The Transcript of the Administrative Record is hereinafter referenced by the abbreviation “AR” followed by the corresponding Bates-stamped number(s) in large black print in the bottom right corner of each page.

II. THE ALJ FINDINGS

The ALJ's unfavorable decision included the following enumerated findings:

1. The claimant meets the insured status requirements of the Social Security Act through December 31, 2022.
2. The claimant has not engaged in substantial gainful activity since November 29, 2017, the alleged onset date (20 CFR 404.1571 et seq.).
3. The claimant has the following severe impairments: diabetes mellitus; centrilobular emphysema/obstructive sleep apnea (OSA), peripheral neuropathy, hearing loss, major depressive disorder, cognitive disorder/traumatic brain injury (TBI), anxiety, and posttraumatic stress disorder (PTSD) (20 CFR 404.1520(c)).
4. The claimant does not have an impairment or combination of impairments that meets or medically equals the severity of one of the listed impairments in 20 CFR part 404, Subpart P, Appendix 1 (20 CFR 404.1520(d), 404.1525, and 404.1526).
5. After careful consideration of the entire record, the undersigned finds that the claimant has the residual functional capacity to perform light work as defined in 20 CFR 404.1567(b) except:
a. Twenty pounds occasionally, ten pounds frequently;
b. Sitting, standing, and walking six hours each;
c. Occasional ramps and stairs, no ladders, ropes, or scaffolds;
d.
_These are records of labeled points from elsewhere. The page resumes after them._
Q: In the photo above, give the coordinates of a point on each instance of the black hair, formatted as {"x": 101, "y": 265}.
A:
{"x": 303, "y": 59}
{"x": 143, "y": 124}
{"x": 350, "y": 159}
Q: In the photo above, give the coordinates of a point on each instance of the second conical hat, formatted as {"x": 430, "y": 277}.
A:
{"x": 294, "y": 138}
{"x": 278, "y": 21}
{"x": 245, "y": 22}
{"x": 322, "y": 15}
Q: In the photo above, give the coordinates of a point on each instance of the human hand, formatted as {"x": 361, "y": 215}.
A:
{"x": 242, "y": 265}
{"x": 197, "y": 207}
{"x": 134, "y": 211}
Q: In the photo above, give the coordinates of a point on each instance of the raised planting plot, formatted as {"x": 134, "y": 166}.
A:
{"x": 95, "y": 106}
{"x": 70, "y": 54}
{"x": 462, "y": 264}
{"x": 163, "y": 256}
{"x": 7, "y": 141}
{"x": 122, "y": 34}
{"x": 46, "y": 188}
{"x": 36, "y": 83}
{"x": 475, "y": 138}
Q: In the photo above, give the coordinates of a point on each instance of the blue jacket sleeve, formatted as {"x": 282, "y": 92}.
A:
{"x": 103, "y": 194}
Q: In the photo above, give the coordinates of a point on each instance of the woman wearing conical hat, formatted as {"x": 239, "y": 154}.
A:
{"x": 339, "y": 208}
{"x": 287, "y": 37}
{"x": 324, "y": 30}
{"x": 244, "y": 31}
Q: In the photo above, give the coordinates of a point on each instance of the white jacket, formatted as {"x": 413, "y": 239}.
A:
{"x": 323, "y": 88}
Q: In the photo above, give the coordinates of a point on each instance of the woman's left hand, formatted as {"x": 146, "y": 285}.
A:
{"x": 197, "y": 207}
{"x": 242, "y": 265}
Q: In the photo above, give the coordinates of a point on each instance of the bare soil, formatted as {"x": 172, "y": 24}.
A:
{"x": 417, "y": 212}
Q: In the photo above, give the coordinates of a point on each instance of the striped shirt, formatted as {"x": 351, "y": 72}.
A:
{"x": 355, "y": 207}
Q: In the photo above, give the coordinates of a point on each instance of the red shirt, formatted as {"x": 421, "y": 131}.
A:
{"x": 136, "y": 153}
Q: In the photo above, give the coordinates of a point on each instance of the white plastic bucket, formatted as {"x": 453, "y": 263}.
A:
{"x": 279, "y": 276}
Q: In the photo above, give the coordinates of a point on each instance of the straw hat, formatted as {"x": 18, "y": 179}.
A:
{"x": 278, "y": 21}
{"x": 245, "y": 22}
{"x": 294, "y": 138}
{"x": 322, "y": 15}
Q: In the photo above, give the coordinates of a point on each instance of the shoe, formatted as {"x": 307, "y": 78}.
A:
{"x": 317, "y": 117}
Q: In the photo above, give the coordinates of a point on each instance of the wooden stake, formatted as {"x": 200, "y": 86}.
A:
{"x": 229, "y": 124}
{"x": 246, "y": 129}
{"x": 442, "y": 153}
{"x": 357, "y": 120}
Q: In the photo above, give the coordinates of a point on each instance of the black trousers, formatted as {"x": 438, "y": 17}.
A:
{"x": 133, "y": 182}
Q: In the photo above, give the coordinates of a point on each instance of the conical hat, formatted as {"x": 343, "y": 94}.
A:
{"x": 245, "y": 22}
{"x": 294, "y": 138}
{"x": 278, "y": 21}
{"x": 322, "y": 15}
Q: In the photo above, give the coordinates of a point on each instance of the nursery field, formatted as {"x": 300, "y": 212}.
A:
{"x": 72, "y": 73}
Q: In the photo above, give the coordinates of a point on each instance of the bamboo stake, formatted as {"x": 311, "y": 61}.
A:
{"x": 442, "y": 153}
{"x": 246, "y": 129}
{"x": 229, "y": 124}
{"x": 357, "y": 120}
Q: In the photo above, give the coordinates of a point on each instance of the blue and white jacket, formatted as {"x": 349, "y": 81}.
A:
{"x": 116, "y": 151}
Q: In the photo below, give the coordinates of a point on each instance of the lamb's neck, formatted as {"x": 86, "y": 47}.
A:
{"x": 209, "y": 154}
Frequent balancing and stooping;
e. Occasional kneeling, crouching, and crawling;
f. No work at unprotected heights or around dangerous machinery;
g. No operation of a motor vehicle;
h. Limited to occasional exposure to weather, humidity and wetness, dust, odors, fumes, and pulmonary irritants;
i. No exposure to extreme cold or heat;
j. Limited to simple and routine tasks as well as simple work related decisions; and k. Occasional interaction with supervisors, co-workers, and no interaction with the public.
6. The claimant is unable to perform any past relevant work (20 CFR 404.1565).
7. The claimant was born on September 27, 1967 and was 50 years old, which is defined as an individual closely approaching advanced age, on the alleged disability onset date (20 CFR 404.1563).
8. The claimant has at least a high school education and is able to communicate in English (20 CFR 404.1564).
9. Transferability of job skills is not material to the determination of disability because using the Medical-Vocational Rules as a framework supports a finding that the claimant is “not disabled, ” whether or not the claimant has transferable job skills (See SSR 82-41 and 20 CFR Part 404, Subpart P, Appendix 2).
10. Considering the claimant's age, education, work experience, and residual functional capacity, there are jobs that exist in significant numbers in the national economy that the claimant can perform (20 CFR 404.1569 and 404.1569(a)).
11. The claimant has not been under a disability, as defined in the Social Security Act, from November 29, 2017, through the date of this decision (20 CFR 404.1520(g)).
(AR 17-27.)

III. REVIEW OF THE RECORD

The parties and the ALJ have thoroughly summarized and discussed the medical and testimonial evidence of the administrative record. Accordingly, the Court will discuss those matters only to the extent necessary to analyze the parties' arguments.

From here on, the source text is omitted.